To protect the company’s early developments, prior to market launch, it is important to have a patent plan in the early founding stages of the company. Significantly, a patent application can be submitted after preliminary development results are obtained for a product or technology. Unfortunately, in too many cases companies only understand the need to patent their innovations after the product is on the market, disclosed in an article, or presented at a conference. This can limit the company’s ability to patent its innovations to only future improvements of the product.
It is also important to consider the time it takes from filing for a patent to be registered. The United States Patent and Trademark Office, the European Patent Office (EPO), and the Israel Patent Office (ILPO), allow for expedited examination. Expediting examination can be important when companies need to show the market – and in many cases the investors– that their patent portfolio includes registered patents found innovative by patent offices. Conversely, there are also cases, where it is important to carefully manage the patent registration process.
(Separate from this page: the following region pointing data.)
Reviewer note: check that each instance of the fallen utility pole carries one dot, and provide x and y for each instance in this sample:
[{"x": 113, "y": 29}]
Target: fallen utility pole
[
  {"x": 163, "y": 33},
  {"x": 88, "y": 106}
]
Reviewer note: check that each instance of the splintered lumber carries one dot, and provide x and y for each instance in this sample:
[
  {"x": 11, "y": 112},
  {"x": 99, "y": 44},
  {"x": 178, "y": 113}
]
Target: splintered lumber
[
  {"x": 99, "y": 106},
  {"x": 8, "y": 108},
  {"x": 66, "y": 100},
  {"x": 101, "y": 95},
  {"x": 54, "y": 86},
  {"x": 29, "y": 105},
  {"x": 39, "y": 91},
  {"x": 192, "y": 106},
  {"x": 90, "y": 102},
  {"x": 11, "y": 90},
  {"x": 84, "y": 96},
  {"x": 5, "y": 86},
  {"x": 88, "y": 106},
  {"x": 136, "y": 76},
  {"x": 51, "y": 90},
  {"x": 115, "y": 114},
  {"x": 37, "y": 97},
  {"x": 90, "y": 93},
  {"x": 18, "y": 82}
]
This allows a company to ensure that its patent applications are published and later registered at the appropriate time from the company’s standpoint.
Finally, it is important to select the right countries in which to file patent applications. A patent is a territorial right that prevents use of the invention in the country where the patent is registered. Patent applications should be filed in the main markets the company operates or plans to operate in, and at times countries in which the company’s main rivals are active. A company should evaluate filing countries independently for each patent application, based on the company’s budget and overall strategy. At times it is advantageous for a company to file patent applications in a number of countries (e.g. during the preliminary stages of the technology’s development) but there are times when a patent application should only be filed in one main country (e.g. the United States), or in a limited number of countries.
To sum up, the path to Wall Street represents a significant springboard for Israeli companies growing on a global scale. Precise patent planning can raise the value of companies’ shares after the public offering.